Polish deflation soldiers on in June

Polish deflation soldiers on in June
By bne IntelliNews July 11, 2016

Poland's consumer price index dropped 0.8% y/y in June, statistics office GUS reported in a second reading on July 11.

The result confirms the initial estimate of the stats office and market consensus, and also is 0.1pp better than the reading from May. But the slight improvement does not provide any solid ground for forecasts on when the run of deflation – having lasted a full two years now - may end. At the same time, the persistent fall of prices remains unlikely to push rate setters into action.
As has been the case for some time, prices in the transport sector drove the deflation in June, as they fell 6% on the year; the data includes a 9% decrease in the price of automotive fuel for private transport. Prices of clothing and shoes fell 4.1%, while those in the recreation and culture segment dipped 3%. Food prices grew 1.1%, faster than the 0.7% growth the previous month. In monthly terms, consumer prices expanded 0.2%, slightly faster than May’s 0.1% expansion, GUS noted. 

With low global commodity prices remaining the main driver of Polish deflation, and therefore largely oblivious to monetary policy, the MPC has long stressed it is unlikely to execute a rate cut as long as economic growth is unthreatened. However, according to the latest inflation report from the National Bank of Poland (NBP) - also released on July 11 - the economy is likely to slow.

The report forecasts growth in 2016 at 3.2%, with an acceleration to 3.5% next year and 3.3% in 2018. The NBP’s previous projection predicted growth at 3.8% both this year and next.

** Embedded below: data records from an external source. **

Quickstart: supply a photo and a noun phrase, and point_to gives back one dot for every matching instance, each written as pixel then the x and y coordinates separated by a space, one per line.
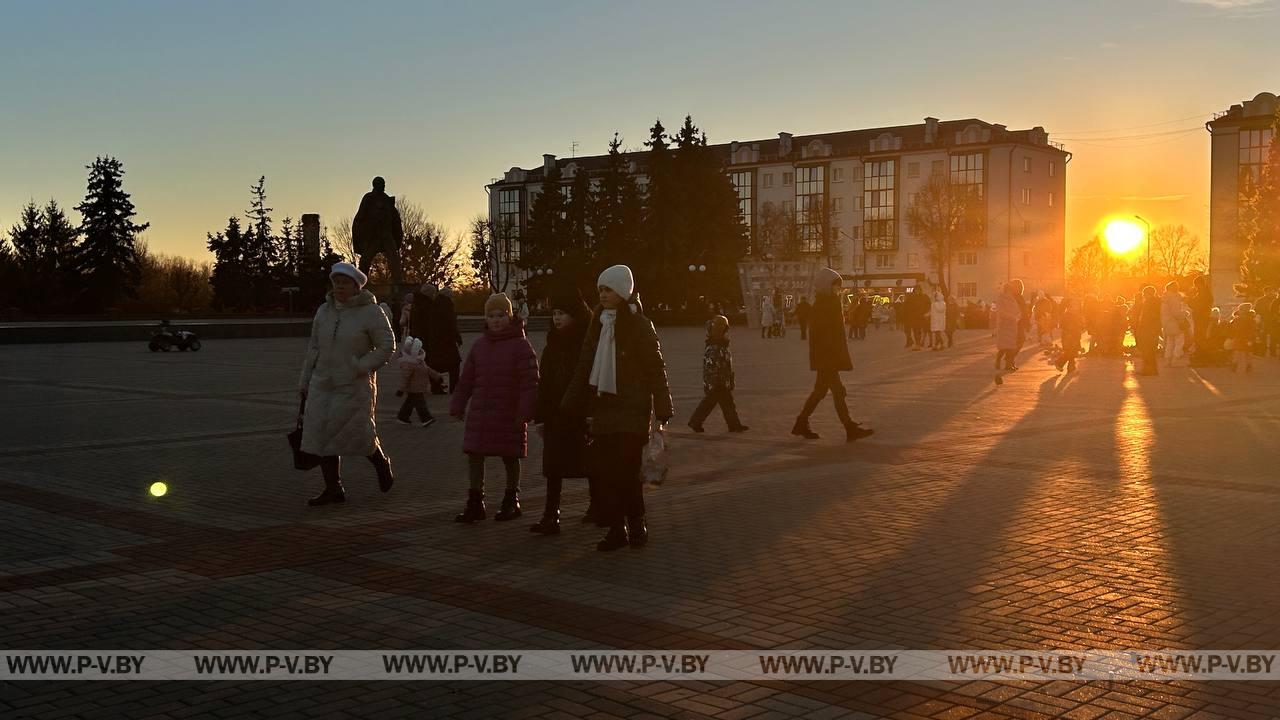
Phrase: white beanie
pixel 620 279
pixel 351 272
pixel 823 278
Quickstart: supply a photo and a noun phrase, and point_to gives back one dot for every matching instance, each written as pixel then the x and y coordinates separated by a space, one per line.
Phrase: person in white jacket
pixel 938 319
pixel 351 338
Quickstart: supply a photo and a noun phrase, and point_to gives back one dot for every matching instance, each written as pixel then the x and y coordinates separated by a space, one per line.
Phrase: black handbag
pixel 301 460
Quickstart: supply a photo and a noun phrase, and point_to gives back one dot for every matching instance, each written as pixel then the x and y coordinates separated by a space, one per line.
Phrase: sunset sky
pixel 200 99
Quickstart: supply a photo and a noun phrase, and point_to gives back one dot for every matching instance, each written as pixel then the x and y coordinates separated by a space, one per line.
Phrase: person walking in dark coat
pixel 717 379
pixel 563 433
pixel 621 383
pixel 420 317
pixel 1146 329
pixel 444 351
pixel 803 311
pixel 828 356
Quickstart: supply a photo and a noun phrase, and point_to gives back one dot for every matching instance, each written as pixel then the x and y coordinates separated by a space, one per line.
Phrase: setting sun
pixel 1123 236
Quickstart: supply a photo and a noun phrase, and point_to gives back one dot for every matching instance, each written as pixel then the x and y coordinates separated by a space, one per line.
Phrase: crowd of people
pixel 1179 326
pixel 595 395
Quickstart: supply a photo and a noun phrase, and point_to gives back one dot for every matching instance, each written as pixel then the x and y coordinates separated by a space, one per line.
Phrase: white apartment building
pixel 868 178
pixel 1239 141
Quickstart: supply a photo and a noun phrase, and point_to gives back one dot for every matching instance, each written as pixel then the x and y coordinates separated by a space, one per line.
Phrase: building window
pixel 744 183
pixel 969 171
pixel 508 223
pixel 810 210
pixel 1253 153
pixel 880 219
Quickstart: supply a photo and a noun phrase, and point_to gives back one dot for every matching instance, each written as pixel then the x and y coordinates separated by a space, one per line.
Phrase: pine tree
pixel 232 278
pixel 1260 224
pixel 106 258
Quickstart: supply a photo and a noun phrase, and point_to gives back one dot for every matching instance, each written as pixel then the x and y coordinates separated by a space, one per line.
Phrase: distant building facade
pixel 867 178
pixel 1239 139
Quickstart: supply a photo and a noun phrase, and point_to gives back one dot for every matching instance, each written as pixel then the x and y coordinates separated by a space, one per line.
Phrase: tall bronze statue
pixel 378 228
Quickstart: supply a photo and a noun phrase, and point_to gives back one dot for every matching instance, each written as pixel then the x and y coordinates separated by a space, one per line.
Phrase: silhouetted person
pixel 828 356
pixel 376 228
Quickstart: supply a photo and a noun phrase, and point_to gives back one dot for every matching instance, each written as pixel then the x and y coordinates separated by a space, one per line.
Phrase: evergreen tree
pixel 1260 224
pixel 543 241
pixel 27 236
pixel 617 212
pixel 261 247
pixel 707 226
pixel 232 278
pixel 106 258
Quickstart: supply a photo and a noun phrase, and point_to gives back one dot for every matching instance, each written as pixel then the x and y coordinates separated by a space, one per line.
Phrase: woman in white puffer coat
pixel 938 318
pixel 351 338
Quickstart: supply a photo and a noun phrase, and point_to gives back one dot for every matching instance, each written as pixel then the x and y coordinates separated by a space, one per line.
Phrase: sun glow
pixel 1123 236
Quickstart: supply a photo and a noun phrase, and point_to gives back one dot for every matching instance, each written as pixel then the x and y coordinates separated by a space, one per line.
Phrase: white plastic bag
pixel 656 459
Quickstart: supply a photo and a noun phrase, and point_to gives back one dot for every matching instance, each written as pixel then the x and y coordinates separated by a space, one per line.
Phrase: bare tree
pixel 1175 251
pixel 947 218
pixel 1092 267
pixel 494 251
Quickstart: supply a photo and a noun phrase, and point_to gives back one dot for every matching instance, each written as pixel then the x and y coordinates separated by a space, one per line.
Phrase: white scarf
pixel 604 369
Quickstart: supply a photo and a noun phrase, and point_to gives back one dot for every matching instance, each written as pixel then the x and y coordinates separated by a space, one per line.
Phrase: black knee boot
pixel 549 524
pixel 330 466
pixel 383 464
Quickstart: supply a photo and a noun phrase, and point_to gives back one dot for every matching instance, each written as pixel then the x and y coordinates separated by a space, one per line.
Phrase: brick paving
pixel 1092 511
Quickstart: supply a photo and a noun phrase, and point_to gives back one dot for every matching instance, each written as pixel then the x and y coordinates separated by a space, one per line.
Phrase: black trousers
pixel 414 401
pixel 827 381
pixel 617 459
pixel 725 399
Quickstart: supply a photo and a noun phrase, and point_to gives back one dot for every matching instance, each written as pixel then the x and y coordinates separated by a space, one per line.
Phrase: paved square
pixel 1091 511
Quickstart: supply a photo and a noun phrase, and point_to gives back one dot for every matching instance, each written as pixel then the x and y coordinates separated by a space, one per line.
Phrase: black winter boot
pixel 613 540
pixel 475 510
pixel 510 506
pixel 333 491
pixel 803 429
pixel 383 464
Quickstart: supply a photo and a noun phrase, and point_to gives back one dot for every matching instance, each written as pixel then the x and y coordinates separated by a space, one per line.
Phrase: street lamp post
pixel 1148 244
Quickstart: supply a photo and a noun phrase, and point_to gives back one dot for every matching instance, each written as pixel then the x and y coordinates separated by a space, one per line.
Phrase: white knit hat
pixel 620 279
pixel 351 272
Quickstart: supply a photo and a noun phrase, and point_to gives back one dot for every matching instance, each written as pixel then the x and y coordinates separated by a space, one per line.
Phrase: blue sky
pixel 199 99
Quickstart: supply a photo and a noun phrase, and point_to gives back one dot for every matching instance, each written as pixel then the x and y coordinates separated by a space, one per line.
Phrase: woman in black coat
pixel 828 356
pixel 563 433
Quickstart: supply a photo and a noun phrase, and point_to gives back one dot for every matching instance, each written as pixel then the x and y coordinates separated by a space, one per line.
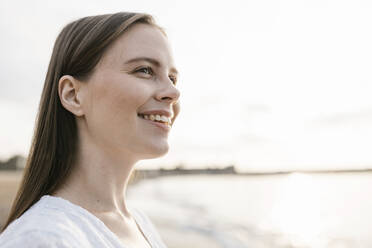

"Consumption will remain the main driver of GDP growth over the projection horizon while the positive contribution of gross fixed capital formation will decline comparing to the previous years’ levels," the report predicts.

The new head of the NBP, Adam Glapinski, said earlier in July that he is not convinced by the new outlook, and that he thinks growth will come in close to the 3.6% seen in 2015. The governor pointed to rising wages, good consumer sentiment, and the positive financial situation of Polish companies as positive drivers.

The NBP forecast CPI at -0.5% in 2016, 1.3% in 2017 and 1.5% in 2018 in its new projection. In the previous report, the figures were -0.4%, 1.3%, and 1.7%, respectively.

Analysts insist CPI will remain negative in the coming months, but move into positive territory towards the end of the year. That said, the market has been consistently wrong in predicting the end of Polish deflation throughout the trend. Forecasts throughout most of last year were for prices to halt their drop by the end of 2015.